水素関連株にもいろいろある

 先程、水素関連6社として、合成株価を作成するのに使ったのは、以下6社です。ただし、以下の6社がすべて買い推奨ではありません。水素エネルギー推進のために重要な役割を果たしている企業として紹介します。

水素関連6社

コード 銘柄名 株価:円
8月2日
水素関連事業
7203 トヨタ自動車 10,030.0 燃料電池車 MIRAI
5020 ENEOS HD 469.7 水素ステーション
7012 川崎重工業 2,325.0 水素発電・水素製造流通
8088 岩谷産業 6,500.0 水素供給網
6369 トーヨーカネツ 2,443.0 水素タンク
6331 三菱化工機 2,476.0 水素製造装置
出所:楽天証券経済研究所が作成

 一口に水素関連株と言っても、実はいろいろあります。私が長期的に注目しているのは、未来のエネルギー循環社会を作るのに貢献する「水素エネルギー関連株」です。

 ただ、困ったことに水素エネルギー事業はまだ利益が出ない上に、それ以外の事業でも苦戦している企業が多いのが実態です。

 たとえば、川崎重工業(7012)。水素を作る・運ぶ・貯める・使うあらゆる側面で重要な貢献をしています。水素エネルギー関連株というならば、川崎重工業は本命の1社です。

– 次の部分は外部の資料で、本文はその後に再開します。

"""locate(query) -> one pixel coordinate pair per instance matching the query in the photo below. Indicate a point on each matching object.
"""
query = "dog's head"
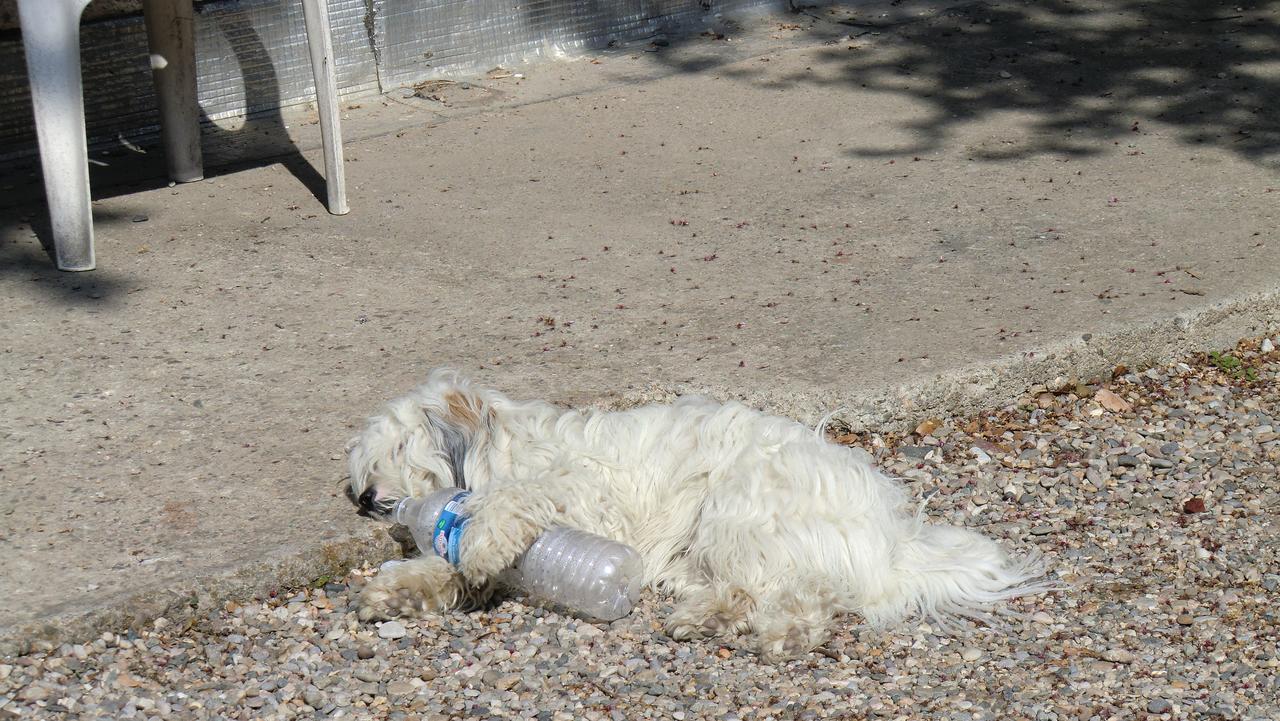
(417, 445)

 圧縮水素を流通させる技術を持ち、水素運搬船・水素運搬車・水素貯蔵タンクを手掛けています。オーストラリアに豊富に存在する褐炭(低品質の石炭)から取り出した水素を、日本に持ち込む事業にも関与しています。水素発電の技術開発も行っています。

 しかし、私は川崎重工業に今、長期投資したいとは思いません。本業の収益が構造的に不振だからです。

 ただし同社は、鉄道車両・航空機・船舶・二輪・ガスタービン・油圧機器・産業用ロボットなど、人類にとって重要な技術を幅広く持ち、人類にとってとても大切な仕事をしている会社だと思います。

 短期投資ならばやってみる価値はあると思います。今年、景気回復がさらに進めば、利益回復が見込まれるからです。

 もし、短期投資ではなく、長期投資を考えるならば、当面は水素ビジネスに注目しつつも、水素以外のビジネスでしっかり利益をあげていく銘柄を選ぶべきです。上記に挙げた銘柄でいうと、トヨタ自動車、ENEOS HDが投資対象として有望と判断しています。

 トーヨーカネツ・三菱化工機は、足元株価の調整幅が大きいので、次に水素がテーマで盛り上がる時を見込んで、今少し買ってみてもおもしろいと思います。